Images, videos, and anecdotes from Taksim Square continue to proliferate across social media sites. They reveal a strong and merciless state apparatus – police brutality against peaceful demonstrators, silencing of domestic and international media, and the detention of lawyers and doctors attempting to provide assistance to protestors. But they have also revealed an equally strong, revitalized civic culture in Turkey. Protestors, from all walks of life, organized trash disposal and street sweeping; provided urgent healthcare delivery for injured people, veterinary services for injured animals, and legal counsel for those detained; circulated and signed petitions; and held public piano concerts and yoga sessions. These are all concrete manifestations of the social cooperation and trust characteristic of an engaged civil society. We can still talk about the strong state in Turkey, but we can no longer call the civil society weak. No longer can we point to a disengaged public as the barrier to democratization in Turkey.
It’s still unclear what triggered the Occupy Gezi movement. Was it the park? The alcohol?
And we still don’t know how it will end. This past weekend in Istanbul has showcased the lengths the state is willing to go to in order to silence opposing perspectives.
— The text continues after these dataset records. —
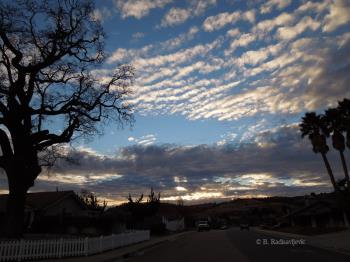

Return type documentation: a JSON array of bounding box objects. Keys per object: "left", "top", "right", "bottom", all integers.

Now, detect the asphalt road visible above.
[{"left": 120, "top": 229, "right": 350, "bottom": 262}]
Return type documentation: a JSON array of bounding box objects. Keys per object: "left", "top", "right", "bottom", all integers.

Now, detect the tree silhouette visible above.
[
  {"left": 0, "top": 0, "right": 133, "bottom": 236},
  {"left": 127, "top": 188, "right": 160, "bottom": 226},
  {"left": 299, "top": 112, "right": 338, "bottom": 191},
  {"left": 321, "top": 108, "right": 349, "bottom": 186},
  {"left": 337, "top": 98, "right": 350, "bottom": 149},
  {"left": 78, "top": 190, "right": 107, "bottom": 214}
]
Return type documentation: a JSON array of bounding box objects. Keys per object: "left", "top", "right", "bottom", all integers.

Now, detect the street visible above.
[{"left": 120, "top": 228, "right": 350, "bottom": 262}]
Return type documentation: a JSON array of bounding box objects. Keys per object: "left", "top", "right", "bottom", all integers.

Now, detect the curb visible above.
[
  {"left": 253, "top": 228, "right": 350, "bottom": 256},
  {"left": 100, "top": 231, "right": 192, "bottom": 262}
]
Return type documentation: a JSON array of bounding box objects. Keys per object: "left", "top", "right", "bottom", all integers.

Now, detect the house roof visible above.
[{"left": 0, "top": 191, "right": 86, "bottom": 213}]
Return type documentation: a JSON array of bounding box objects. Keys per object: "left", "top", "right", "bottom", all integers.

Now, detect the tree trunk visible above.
[
  {"left": 5, "top": 180, "right": 28, "bottom": 238},
  {"left": 321, "top": 153, "right": 338, "bottom": 191}
]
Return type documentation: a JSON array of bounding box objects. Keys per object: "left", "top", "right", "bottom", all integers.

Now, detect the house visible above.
[
  {"left": 162, "top": 216, "right": 185, "bottom": 232},
  {"left": 0, "top": 191, "right": 98, "bottom": 233},
  {"left": 281, "top": 199, "right": 349, "bottom": 228}
]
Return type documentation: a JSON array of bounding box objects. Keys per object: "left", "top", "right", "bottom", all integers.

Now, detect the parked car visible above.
[
  {"left": 197, "top": 221, "right": 210, "bottom": 232},
  {"left": 239, "top": 223, "right": 249, "bottom": 230}
]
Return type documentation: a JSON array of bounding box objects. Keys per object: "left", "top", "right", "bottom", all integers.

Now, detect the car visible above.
[
  {"left": 239, "top": 223, "right": 249, "bottom": 230},
  {"left": 197, "top": 221, "right": 210, "bottom": 232}
]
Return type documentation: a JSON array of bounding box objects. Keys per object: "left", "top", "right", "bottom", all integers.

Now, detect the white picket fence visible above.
[{"left": 0, "top": 230, "right": 150, "bottom": 261}]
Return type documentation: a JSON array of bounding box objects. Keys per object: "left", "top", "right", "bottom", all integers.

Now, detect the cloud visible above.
[
  {"left": 277, "top": 16, "right": 321, "bottom": 40},
  {"left": 92, "top": 7, "right": 112, "bottom": 22},
  {"left": 160, "top": 7, "right": 191, "bottom": 27},
  {"left": 203, "top": 10, "right": 255, "bottom": 32},
  {"left": 114, "top": 0, "right": 172, "bottom": 19},
  {"left": 260, "top": 0, "right": 292, "bottom": 14},
  {"left": 323, "top": 0, "right": 350, "bottom": 32},
  {"left": 227, "top": 33, "right": 257, "bottom": 54},
  {"left": 132, "top": 32, "right": 145, "bottom": 39},
  {"left": 160, "top": 0, "right": 216, "bottom": 27},
  {"left": 13, "top": 125, "right": 343, "bottom": 201}
]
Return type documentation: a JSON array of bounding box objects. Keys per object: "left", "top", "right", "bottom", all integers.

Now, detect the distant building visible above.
[
  {"left": 283, "top": 199, "right": 349, "bottom": 228},
  {"left": 0, "top": 191, "right": 99, "bottom": 231}
]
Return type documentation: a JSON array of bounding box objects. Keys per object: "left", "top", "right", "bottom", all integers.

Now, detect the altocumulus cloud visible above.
[{"left": 2, "top": 125, "right": 342, "bottom": 203}]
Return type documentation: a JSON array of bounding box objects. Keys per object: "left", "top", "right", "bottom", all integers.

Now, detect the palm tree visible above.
[
  {"left": 321, "top": 108, "right": 350, "bottom": 185},
  {"left": 299, "top": 112, "right": 338, "bottom": 191},
  {"left": 337, "top": 98, "right": 350, "bottom": 149}
]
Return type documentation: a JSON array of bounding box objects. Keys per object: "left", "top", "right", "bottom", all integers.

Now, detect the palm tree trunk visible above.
[
  {"left": 321, "top": 153, "right": 338, "bottom": 191},
  {"left": 339, "top": 151, "right": 350, "bottom": 182}
]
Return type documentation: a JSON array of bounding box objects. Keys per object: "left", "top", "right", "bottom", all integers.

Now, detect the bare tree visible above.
[{"left": 0, "top": 0, "right": 134, "bottom": 236}]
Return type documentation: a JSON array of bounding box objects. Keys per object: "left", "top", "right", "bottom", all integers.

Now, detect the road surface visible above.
[{"left": 120, "top": 228, "right": 350, "bottom": 262}]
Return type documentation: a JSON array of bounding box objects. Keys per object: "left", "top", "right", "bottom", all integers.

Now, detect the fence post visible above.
[
  {"left": 17, "top": 239, "right": 24, "bottom": 261},
  {"left": 100, "top": 236, "right": 103, "bottom": 253},
  {"left": 84, "top": 237, "right": 89, "bottom": 256},
  {"left": 58, "top": 238, "right": 63, "bottom": 258}
]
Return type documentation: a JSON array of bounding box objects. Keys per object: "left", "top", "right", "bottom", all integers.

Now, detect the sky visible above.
[{"left": 0, "top": 0, "right": 350, "bottom": 204}]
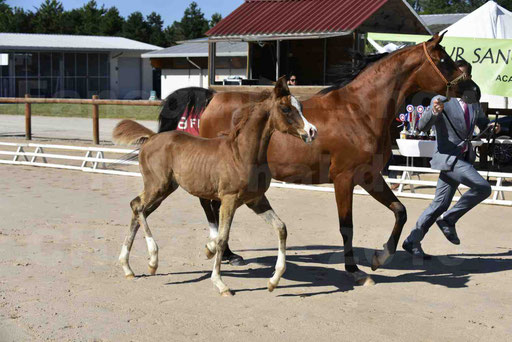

EU Minister Egemen Bagis and Prime Minister Erdogan have called the demonstrators “terrorists.” Reports of a draft law intended to limit social media content are emerging. And riot police, under government instruction, continue to disregard basic democratic principles, such as due process and medical neutrality. The current scene is beginning to look eerily similar to what happened four decades ago.
This is a dark chapter in Turkey’s history. But let us take a moment to recognize that the Occupy Gezi movement is testament to the renewed will of the Turkish people to engage, to care, to protest. Demonstrators continue to regroup in any alleyway or street corner that has been cleared of tear gas, and this shows that one thing is clear. Turkey is now, undeniably, a nation of joiners.